Rokok juga ngaruh. Pada dasarnya masalah di rahim wanita itu bisa diatasi,
misalnya yang rahimnya terlalu bawah, kista, atau yang terkenal ada karena “rahim
kering”. Kista kan sekarang bisa suntik hormon untuk memperkecil. Tapi, Ta,
sayangnya belum banyak yang well-known masalah ini. Lha coba sekarang berapa
banyak sih lelaki yang mau legowo kalau kualitas spermanya rendah?”
That’s it!
Kualitas sperma.
Sekarang coba mundur sedikit aja dari masalah fertilisasi. Gue
cuma wondering aja, berapa banyak yang udah aware untuk menjaga testisnya dibanding
cewek yang mati-matian ngejaga selaput dara? Hmm?

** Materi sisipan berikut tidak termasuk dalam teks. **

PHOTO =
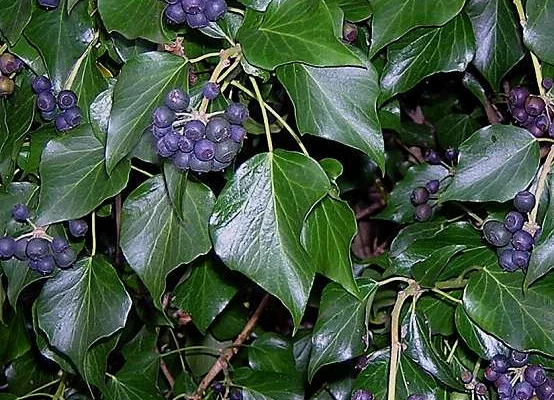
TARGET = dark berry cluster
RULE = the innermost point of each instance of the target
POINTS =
(63, 109)
(514, 378)
(194, 140)
(42, 252)
(420, 200)
(532, 112)
(10, 65)
(512, 239)
(194, 13)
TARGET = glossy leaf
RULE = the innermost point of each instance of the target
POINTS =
(205, 293)
(141, 87)
(155, 240)
(257, 224)
(340, 329)
(327, 235)
(90, 291)
(293, 30)
(498, 39)
(392, 18)
(496, 302)
(337, 104)
(74, 178)
(495, 163)
(426, 51)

Gue sengaja nggak menghubungkan masalah selaput dara dengan “keperawanan”,
begitu juga masalah si zakar dengan “keperjakaan”, karena whether “keperawanan”
or “keperjakaan” nggak punya indikator.
Apakah perempuan yang selaput daranya udah sobek bisa
disebut udah nggak perawan? Terus kalau udah petting masih pantas menyandang
status perawan atau perjaka? Bagaimana yang doyan onani, masih perjaka kah?
See?
Masalah selangkangan buat gue bukan sekedar penetrasi. It’s
more than sexual intercourse. It’s all about around it.
Termasuk rahim. Begitu pun testis.
Termasuk ovarium. Begitu pun sperma.
Termasuk selaput dara. Begitu pun penis.
It’s
all about the best you give for your partner.